Per una volta, fai tue le parole di un magistrato: “Resistere, resistere, resistere!”.
Forse facevi bene ad andare da Campanelli. Lo dico perchè mi ricorda, se posso, un’analoga situazione personale di una decina abbondante di anni fa. Provai a smettere di fumare di cattiveria, pura forza di volntà. Il risultato era che non pensavo ad altro che a trattenermi dal fumare. Attacchi di voglia della durata di dieci o venti minuti l’uno, per dozzine di volte al giorno. Da sfinirsi. Per non parlare delle relazioni interpersonali, ormai tutte incentrate dalla susistenza o meno del vizio del fumo nel mio interlocutore, sia pure con logica contraria a quella che ora stai adottando tu: non vado da Tizio perchè fuma e non resisiterei allo scrocco, vedo Caio perchè tanto non fuma…
Poi, resomi conto che era un inferno in sedicesimo, tentai l’agopuntura e…magia, il desiderio della sigaretta quasi scomparve. I venti minuti di voglia, reiterati venti volte al giorno, diventarono tre secondi ogni tre mesi (di solito la sera, dopo abbondante cena, ancor più abbondante libagione e compagnia fumante). Ma a un attacco di tre secondi ogni tre mesi si può resistere. E resisto.

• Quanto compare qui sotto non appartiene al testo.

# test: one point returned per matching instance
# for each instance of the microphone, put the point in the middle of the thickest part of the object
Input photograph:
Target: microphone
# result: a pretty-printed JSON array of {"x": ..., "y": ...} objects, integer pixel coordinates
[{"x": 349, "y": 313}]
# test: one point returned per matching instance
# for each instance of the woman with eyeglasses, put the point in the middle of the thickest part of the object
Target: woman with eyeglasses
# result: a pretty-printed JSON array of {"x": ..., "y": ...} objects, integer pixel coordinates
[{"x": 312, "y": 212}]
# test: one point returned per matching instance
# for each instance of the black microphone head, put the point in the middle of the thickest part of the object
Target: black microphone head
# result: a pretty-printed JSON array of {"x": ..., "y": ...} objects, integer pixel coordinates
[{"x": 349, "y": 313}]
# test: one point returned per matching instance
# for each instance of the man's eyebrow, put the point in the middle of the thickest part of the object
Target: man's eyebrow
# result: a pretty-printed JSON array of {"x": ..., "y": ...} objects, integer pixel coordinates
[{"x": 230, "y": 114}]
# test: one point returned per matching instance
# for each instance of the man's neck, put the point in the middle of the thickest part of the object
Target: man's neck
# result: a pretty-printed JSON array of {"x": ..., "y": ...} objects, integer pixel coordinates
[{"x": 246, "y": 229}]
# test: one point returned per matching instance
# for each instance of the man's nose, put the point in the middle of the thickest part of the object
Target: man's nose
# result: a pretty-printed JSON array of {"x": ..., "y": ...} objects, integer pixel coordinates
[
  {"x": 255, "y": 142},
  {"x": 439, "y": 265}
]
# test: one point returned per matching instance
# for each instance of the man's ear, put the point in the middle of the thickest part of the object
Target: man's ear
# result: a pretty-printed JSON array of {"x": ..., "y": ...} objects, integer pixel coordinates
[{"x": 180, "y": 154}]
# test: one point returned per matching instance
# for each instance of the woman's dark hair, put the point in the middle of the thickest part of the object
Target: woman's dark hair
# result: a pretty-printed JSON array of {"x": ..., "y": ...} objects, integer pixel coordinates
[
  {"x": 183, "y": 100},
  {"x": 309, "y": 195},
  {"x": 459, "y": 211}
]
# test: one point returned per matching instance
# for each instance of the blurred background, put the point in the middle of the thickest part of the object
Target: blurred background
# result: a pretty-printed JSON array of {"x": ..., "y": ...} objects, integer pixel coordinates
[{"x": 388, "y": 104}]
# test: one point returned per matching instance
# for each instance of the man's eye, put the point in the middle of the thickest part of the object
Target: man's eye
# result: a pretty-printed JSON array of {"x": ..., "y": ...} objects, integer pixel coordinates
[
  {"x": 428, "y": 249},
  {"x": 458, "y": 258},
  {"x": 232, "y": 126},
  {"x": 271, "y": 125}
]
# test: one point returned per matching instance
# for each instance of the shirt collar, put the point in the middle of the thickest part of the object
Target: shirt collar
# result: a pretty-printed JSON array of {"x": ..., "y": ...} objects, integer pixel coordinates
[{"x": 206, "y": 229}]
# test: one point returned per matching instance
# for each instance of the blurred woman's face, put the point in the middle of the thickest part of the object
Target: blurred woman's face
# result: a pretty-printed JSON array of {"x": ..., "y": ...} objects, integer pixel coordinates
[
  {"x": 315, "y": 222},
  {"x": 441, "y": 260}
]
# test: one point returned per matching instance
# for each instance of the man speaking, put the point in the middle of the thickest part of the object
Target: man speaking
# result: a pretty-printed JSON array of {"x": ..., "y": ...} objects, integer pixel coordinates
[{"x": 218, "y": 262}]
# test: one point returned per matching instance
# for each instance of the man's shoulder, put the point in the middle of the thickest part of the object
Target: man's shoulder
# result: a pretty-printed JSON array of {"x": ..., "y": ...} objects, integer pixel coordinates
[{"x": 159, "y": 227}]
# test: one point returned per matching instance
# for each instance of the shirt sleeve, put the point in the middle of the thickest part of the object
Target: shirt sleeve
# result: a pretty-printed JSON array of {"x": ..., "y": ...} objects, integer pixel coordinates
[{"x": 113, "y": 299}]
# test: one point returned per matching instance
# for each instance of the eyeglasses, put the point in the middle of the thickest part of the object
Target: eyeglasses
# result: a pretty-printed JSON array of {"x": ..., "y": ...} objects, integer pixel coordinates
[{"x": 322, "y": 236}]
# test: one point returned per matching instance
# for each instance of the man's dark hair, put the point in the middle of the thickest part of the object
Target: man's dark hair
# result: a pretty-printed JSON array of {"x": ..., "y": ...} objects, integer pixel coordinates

Io ho avuto la fortuna (sfortuna) di beccarmi la polmonite e stare un mese in ospedale. Una volta uscito semplicemente non ho ricominciato. Ma prima andavo avanti a due pacchetti al giorno. Non rinnego il mio passato di fumatore. Fumare è bello, è buono il sapore ed è spesso un momento speciale con se stessi. Però sono contento di non esserlo più.
A Facci dico di stare tranquillo. Io la tacchicardia l’ho avuto per mesi interi dopo aver smesso. E anche la storia della fame è una cazzata. Io sono pure dimagrito ed ero inapetente. Ed il fiato non mi è tornato subito. Ci vuole tempo. Te ne accorgi piano piano, facendo le scale con meno fatica. E la voglia di ricominciare non ti passa mai. Diventa solo più opaca, meno chiara.
Una delle cose che apprezzo di più dell’aver smesso è l’essere tornato a sentire di nuovo odori e sapori. E soprattutto il fatto che inizi a sentirti più pulito.
Coraggio Facci
Io punto all’equilibrio.
Non fumare mai più una sigaretta per il resto della vita, scansare fumatori, rifiutarle se le offrono, mi pare un fanatismo speculare, uno squilibrio.
Io non bevo: mai ogni tanto tanto bevo. Non mi drogo: ma ogni tanto tanto mi drogo. M’ammazzavo di caffè: ora ne bevo tre o quattro. Punto che possa succedere anche col tabacco. Per ora sono soddisfatto. E resto convinto che, almeno nel mio caso, smettere completamente aumenta le possibilità di ricominciare sul serio. Se mi capiterà la sera che dice Piti, dopo abbondante cena, con ancor più abbondante libagione e compagnia fumante, io fumerò. Ma comprarle mai. E’ l’unico dogma. Durante il primo weekend ho fermato uno per strada e gli ho chiesto una sigaretta. Lo scorso weekend non ho visto nessuno e non ho fumato mai, toscanello a parte. Penso che possa funzionare.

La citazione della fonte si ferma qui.